RMI-PACTA / workflow.data.preparation

The goal of `workflow.data.preparation` is to prepare all of the necessary data inputs for the Transition Monitor web application.
Other
2 stars 0 forks source link

Migrate `write_manifest` from `pacta.data.preparation` #174

Open jdhoffa opened 8 months ago

jdhoffa commented 8 months ago
          NIT: I believe I have mentioned this before, but I tend to think the whole `write_manifest` function should live in `workflow.data.preparation` in general. 

It is very much related to all the file I/O specifics, tracking versions/ file hashes, etc., and not particularly relevant to the whole "typical functions that read and write data".

Just a thought, but not a hill I am going to die on 😂

_Originally posted by @jdhoffa in https://github.com/RMI-PACTA/pacta.data.preparation/pull/342#discussion_r1502689838_

cjyetman commented 7 months ago

@AlexAxthelm recently in mentioned (in Teams?) the idea creating a new R package that centralizes/generalizes the writing of a manifest file. That's kinda the opposite of what's being proposed here @jdhoffa?

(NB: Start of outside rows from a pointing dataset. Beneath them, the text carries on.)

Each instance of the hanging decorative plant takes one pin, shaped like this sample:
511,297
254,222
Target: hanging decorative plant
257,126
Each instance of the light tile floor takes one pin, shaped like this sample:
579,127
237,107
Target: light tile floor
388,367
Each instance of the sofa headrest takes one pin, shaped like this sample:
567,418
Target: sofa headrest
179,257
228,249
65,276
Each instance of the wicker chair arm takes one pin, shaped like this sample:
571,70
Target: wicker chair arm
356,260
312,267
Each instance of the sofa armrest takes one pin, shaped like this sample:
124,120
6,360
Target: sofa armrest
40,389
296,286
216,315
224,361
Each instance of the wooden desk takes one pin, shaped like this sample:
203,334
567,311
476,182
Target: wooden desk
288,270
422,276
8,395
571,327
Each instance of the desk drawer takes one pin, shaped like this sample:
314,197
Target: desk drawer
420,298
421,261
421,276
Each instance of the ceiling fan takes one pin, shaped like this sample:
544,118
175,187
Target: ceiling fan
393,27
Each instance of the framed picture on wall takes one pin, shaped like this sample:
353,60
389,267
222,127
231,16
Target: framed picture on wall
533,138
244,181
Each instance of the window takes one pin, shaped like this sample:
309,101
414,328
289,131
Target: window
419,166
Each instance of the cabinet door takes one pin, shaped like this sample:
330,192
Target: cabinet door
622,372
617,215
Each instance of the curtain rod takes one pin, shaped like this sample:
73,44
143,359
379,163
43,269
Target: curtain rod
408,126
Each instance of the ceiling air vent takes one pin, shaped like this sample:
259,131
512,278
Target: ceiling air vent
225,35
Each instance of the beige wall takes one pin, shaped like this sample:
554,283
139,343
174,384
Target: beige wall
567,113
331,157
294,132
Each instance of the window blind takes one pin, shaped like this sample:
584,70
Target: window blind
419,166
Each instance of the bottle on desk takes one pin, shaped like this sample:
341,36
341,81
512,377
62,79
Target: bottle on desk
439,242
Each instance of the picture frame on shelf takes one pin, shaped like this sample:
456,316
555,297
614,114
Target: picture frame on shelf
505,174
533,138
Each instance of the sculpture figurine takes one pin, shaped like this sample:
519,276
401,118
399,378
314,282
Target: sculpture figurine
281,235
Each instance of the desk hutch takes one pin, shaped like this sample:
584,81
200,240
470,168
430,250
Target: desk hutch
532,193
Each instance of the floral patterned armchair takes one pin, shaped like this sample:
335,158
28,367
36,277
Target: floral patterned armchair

jdhoffa commented 7 months ago

@AlexAxthelm recently in mentioned (in Teams?) the idea creating a new R package that centralizes/generalizes the writing of a manifest file. That's kinda the opposite of what's being proposed here @jdhoffa?

I would say alternative, not necessarily opposite. My main idea when writing this issue was that pacta.data.preparation should remain focused on reading/ writing/ manipulating data, and not focus on what the workflow.* repos are doing.

One way to do that, would be to migrate write_manifest and things like that directly into the relevant workflow.* repo. Another way of achieving it is developing an R package that exclusively worries about it, e.g. pacta.workflow.utils

I tend to also prefer the pacta.worfklow.utils approach as it ensures the code is DRY, while also keeping each package focused on it's main purpose.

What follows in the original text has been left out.